Finalmente, Luke rolou para o lado, puxando-me junto com ele e me abraçando com força. Seu peito subia e descia rapidamente, e eu podia sentir os batimentos cardíacos acelerados ecoando sob minha mão.

- Merda... - Ele murmurou, rindo baixo.

Eu sorri e deixei escapar uma risada também, embora estivesse exausta.

- Você tá bem? - Ele perguntou, virando-se para me olhar nos olhos.

- Estou... só que... meus avós vão me matar.

Luke soltou uma risada gostosa, o som reverberando em seu peito e me fazendo rir também.

- Fica tranquila, eles sabem que somos namorados.

- Mesmo assim... - Suspirei. - Meus avós são um pouco conservadores.

Ele sorriu, passando o braço ao redor do meu corpo e me puxando mais para perto. Minha cabeça repousou sobre o peito dele, e eu senti o calor tranquilizador que só ele conseguia me dar. Mas, ao mesmo tempo, a culpa começou a se infiltrar dentro de mim. Ele tinha vindo até aqui por mim, arriscado tudo.

- Eu sinto muito... - Murmurei, levantando a cabeça para encará-lo.

Luke se virou, ficando cara a cara comigo, seus olhos escuros me prendendo no lugar.

- Não pensa em nada agora. - Sua voz foi firme, mas suave. - Eu vou resolver tudo.

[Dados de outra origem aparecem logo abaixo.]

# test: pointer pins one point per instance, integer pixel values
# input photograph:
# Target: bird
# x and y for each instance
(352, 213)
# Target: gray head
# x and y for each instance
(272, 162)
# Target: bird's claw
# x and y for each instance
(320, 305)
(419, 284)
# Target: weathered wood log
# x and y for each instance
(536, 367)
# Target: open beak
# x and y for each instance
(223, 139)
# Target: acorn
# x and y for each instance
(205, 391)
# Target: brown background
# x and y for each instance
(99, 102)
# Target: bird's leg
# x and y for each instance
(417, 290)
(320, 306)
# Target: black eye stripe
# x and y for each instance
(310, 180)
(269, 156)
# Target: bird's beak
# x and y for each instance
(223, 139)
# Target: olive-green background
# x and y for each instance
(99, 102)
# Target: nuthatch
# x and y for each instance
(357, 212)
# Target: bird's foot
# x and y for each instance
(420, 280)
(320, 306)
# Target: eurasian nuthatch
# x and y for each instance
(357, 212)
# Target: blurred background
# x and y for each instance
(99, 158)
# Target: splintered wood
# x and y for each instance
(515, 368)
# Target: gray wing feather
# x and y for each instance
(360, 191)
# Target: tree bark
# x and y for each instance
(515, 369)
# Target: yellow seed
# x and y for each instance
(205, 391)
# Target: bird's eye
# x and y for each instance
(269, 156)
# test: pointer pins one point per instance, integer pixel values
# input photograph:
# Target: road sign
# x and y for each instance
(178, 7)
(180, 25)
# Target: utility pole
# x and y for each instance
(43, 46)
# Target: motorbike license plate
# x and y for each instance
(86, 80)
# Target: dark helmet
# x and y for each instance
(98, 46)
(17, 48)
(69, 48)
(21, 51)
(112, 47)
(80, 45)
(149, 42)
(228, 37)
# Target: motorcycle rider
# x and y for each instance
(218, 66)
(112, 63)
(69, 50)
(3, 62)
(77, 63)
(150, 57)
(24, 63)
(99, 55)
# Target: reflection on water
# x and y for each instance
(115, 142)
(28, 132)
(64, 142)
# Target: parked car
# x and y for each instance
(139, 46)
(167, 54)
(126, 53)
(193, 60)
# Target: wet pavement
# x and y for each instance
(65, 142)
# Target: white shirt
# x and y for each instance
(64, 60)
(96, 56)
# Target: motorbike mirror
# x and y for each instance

Olhando para ele, vi determinação em cada traço. Seus olhos queimavam com a promessa que suas palavras carregavam, e eu sabia que ele não estava brincando. Confirmei com a cabeça, confiando nele.

- Como vamos sair daqui? - Perguntei, minha voz mais fraca do que eu gostaria.

- Cal tá vindo. - A resposta dele foi imediata, segura. - Provavelmente ele chega pela manhã. E você vai embora comigo.